Jean Paul Delevoye s’en réjouirait presque, de cette diatribe. Car « il est tout à fait légitime et fondamental de s’interroger sur l’efficacité et l’efficience des institutions », d’autant qu’à son arrivée à sa présidence, il avait fixé au Cese une exigence forte de transparence financière et de recherche d’efficacité : « c’est une démarche légitime et aucune de nos institutions ne doit échapper à ces questions … y compris le Sénat ! »
Coût et efficacité – Argument sans grande originalité en période de tension financière, Jean-Louis Masson considère que la suppression du Cese permettrait de réaliser une économie budgétaire « non négligeable », la dotation budgétaire du Conseil économique, social et environnemental s’élevant, pour 2013, à environ 37,5 millions d’euros.
« La problématique, ce n’est pas le coût, mais la pertinence », estime Jean-Paul Delevoye, qui indique cependant que les études menées par le CESE sont bien moins onéreuses que celles conduites par le Sénat ou l’Assemblée nationale.
Utilité controversée – Il s’agit surtout « de renoncer à une construction institutionnelle qui n’a jamais fait la preuve de son efficacité », indique l’exposé des motifs de la proposition de loi. L’inefficacité du conseil, Jean-Louis Masson en veut pour preuve le constat par lequel s’ouvrait le rapport Chertier du 15 janvier 2009, selon lequel cette institution « n’a jamais réussi à trouver sa place dans le débat public ».
Un constat sévère que conteste Jean-Paul Delevoye, qui considère sans surprise que le Cese reste un lieu d’association des citoyens…. « d’autant plus fondamental en ces temps de discrédit des politiques ! »
Des « pratiques déplorables » – L’exposé des motifs de la proposition de loi fustige également la composition du conseil : comment parvenir à une représentation globale et incontestable des composantes multiples et inégalement organisées de la société civile ? », s’interroge le sénateur, qui doute de sa représentativité et des progrès constatés en matière de parité hommes-femmes.

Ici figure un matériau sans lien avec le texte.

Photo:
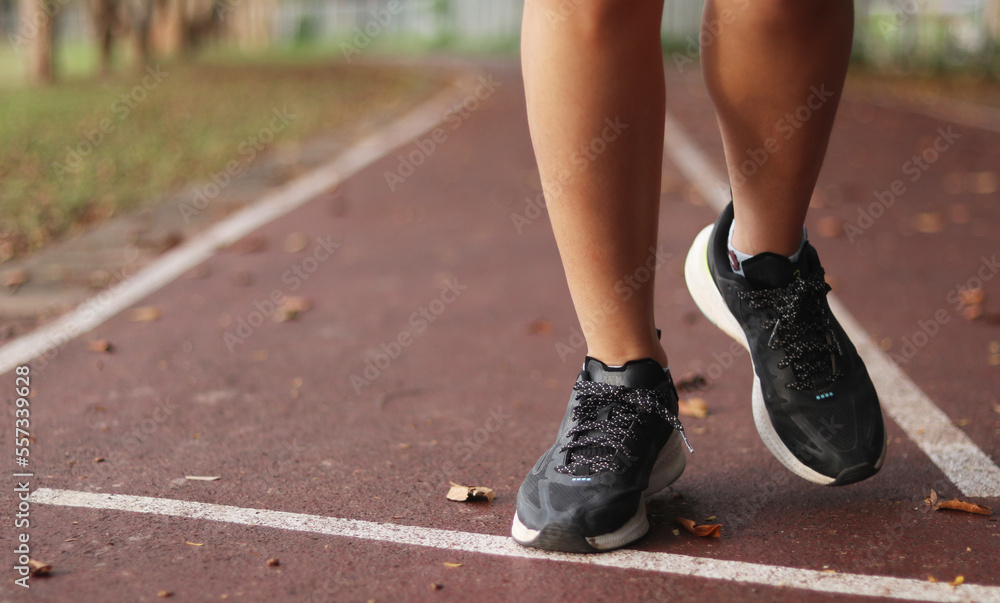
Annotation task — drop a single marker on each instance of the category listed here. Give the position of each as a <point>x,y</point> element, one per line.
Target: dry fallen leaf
<point>691,381</point>
<point>928,222</point>
<point>248,244</point>
<point>146,314</point>
<point>705,531</point>
<point>973,301</point>
<point>39,568</point>
<point>539,327</point>
<point>693,407</point>
<point>460,493</point>
<point>99,345</point>
<point>291,307</point>
<point>955,504</point>
<point>15,278</point>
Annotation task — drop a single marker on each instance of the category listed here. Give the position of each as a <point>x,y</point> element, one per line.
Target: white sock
<point>737,257</point>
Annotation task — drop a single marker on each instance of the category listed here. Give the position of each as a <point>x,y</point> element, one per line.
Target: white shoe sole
<point>668,467</point>
<point>711,303</point>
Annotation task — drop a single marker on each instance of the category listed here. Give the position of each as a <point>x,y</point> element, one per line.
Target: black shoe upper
<point>817,391</point>
<point>592,478</point>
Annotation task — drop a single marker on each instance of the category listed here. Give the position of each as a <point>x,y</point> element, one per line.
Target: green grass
<point>187,126</point>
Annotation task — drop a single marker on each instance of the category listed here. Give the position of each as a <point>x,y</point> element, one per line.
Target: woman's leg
<point>771,64</point>
<point>593,75</point>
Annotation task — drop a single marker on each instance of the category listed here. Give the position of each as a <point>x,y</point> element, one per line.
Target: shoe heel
<point>669,465</point>
<point>704,291</point>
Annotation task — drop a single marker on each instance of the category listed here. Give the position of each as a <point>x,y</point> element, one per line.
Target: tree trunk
<point>104,15</point>
<point>35,40</point>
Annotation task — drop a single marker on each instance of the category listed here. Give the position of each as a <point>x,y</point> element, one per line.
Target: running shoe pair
<point>620,440</point>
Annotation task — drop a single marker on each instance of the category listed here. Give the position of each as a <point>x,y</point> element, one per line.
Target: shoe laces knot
<point>596,443</point>
<point>802,328</point>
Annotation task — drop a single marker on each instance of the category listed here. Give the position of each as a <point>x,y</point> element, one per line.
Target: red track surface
<point>478,393</point>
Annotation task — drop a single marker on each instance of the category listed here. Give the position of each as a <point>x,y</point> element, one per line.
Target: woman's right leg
<point>593,76</point>
<point>595,90</point>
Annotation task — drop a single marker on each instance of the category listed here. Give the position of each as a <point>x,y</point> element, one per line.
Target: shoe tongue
<point>769,270</point>
<point>646,373</point>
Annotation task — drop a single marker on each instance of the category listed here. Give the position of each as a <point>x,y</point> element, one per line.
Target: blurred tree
<point>36,40</point>
<point>104,14</point>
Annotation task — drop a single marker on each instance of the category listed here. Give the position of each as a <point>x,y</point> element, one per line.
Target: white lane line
<point>503,546</point>
<point>958,457</point>
<point>173,264</point>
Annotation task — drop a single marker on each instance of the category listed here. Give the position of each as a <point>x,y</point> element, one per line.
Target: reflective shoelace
<point>604,439</point>
<point>801,329</point>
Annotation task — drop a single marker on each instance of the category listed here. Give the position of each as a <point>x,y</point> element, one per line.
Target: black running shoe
<point>619,441</point>
<point>813,402</point>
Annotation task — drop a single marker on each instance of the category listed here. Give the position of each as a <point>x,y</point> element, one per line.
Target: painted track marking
<point>948,447</point>
<point>96,310</point>
<point>503,546</point>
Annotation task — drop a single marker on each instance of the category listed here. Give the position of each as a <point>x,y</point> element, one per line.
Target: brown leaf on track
<point>291,307</point>
<point>704,531</point>
<point>691,381</point>
<point>973,303</point>
<point>955,504</point>
<point>928,222</point>
<point>248,244</point>
<point>99,345</point>
<point>39,568</point>
<point>460,493</point>
<point>693,407</point>
<point>146,314</point>
<point>539,327</point>
<point>959,213</point>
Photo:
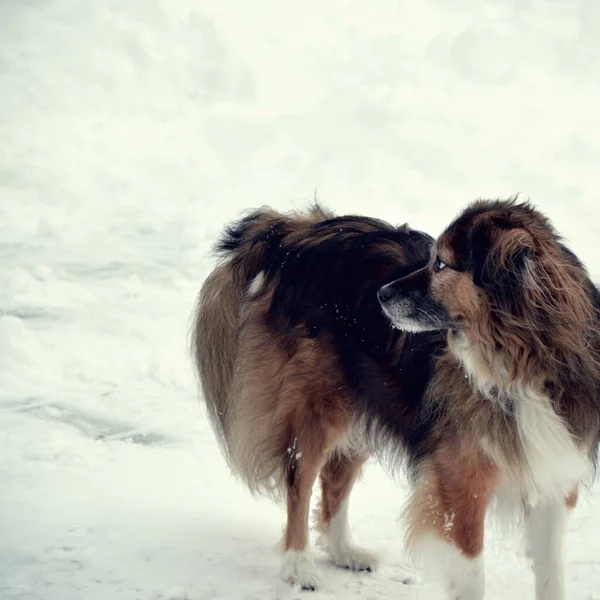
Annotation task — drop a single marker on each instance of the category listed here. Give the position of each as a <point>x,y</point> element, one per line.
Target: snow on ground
<point>130,132</point>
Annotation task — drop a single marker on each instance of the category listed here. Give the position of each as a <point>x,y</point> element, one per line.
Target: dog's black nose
<point>385,293</point>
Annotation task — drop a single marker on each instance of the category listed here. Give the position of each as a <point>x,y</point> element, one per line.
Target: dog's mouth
<point>413,312</point>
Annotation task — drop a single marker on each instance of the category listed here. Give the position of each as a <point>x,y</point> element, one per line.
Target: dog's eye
<point>438,265</point>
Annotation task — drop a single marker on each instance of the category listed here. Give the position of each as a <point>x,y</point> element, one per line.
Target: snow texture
<point>130,133</point>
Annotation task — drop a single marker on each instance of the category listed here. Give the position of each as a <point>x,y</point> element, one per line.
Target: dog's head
<point>499,261</point>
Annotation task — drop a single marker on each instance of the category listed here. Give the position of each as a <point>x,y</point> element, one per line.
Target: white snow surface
<point>130,132</point>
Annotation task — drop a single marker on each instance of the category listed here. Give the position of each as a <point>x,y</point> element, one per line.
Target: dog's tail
<point>244,248</point>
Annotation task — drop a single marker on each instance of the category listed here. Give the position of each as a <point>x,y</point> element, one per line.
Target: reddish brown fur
<point>452,498</point>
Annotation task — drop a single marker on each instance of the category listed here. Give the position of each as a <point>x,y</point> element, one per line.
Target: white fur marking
<point>553,463</point>
<point>464,577</point>
<point>256,284</point>
<point>299,569</point>
<point>545,531</point>
<point>343,552</point>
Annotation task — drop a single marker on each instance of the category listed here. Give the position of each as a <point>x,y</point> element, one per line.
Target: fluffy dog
<point>490,389</point>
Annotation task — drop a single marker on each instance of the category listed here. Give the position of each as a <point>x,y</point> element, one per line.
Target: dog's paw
<point>355,559</point>
<point>299,569</point>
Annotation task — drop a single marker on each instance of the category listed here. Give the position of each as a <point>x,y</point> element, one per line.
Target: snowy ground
<point>130,132</point>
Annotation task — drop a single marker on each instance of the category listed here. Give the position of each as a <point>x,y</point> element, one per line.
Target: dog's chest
<point>549,463</point>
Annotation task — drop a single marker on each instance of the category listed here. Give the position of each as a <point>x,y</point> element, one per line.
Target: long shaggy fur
<point>495,393</point>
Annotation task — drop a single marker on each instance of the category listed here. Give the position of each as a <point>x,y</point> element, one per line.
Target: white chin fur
<point>404,324</point>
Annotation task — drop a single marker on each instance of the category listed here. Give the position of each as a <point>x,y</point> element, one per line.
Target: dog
<point>486,388</point>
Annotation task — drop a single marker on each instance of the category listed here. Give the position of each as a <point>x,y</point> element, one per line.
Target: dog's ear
<point>499,260</point>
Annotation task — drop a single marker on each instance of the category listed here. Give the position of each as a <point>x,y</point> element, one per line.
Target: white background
<point>130,132</point>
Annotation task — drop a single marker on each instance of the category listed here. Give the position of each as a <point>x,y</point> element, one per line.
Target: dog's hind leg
<point>305,458</point>
<point>337,479</point>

Il regrette surtout que la réforme de 2008 n’ait pas été l’occasion de revenir sur la présence, au sein de la « troisième assemblée », de 40 personnalités qualifiées nommées par le gouvernement, dont par le passé, le choix « souvent contestable » aurait contribué à décrédibiliser le Cese. Certaines des nominations effectuées en octobre 2010 ont, selon Jean-Louis Masson, démontré que le Cese continuait à pâtir de ces « pratiques déplorables ».
L’attaque en règle se poursuit sur le terrain des études menées par le Cese : « ces travaux continuent de résulter majoritairement d’auto-saisines ». Depuis la révision constitutionnelle du 23 juillet 2008, on ne relève qu’un seul exemple de saisine parlementaire (par l’Assemblée nationale).
Jean-Paul Delevoye se plaît à rétorquer que les auto-saisines ont souvent porté sur des sujets dont « le politique » s’est ensuite emparé. Comme le Grenelle de l’environnement.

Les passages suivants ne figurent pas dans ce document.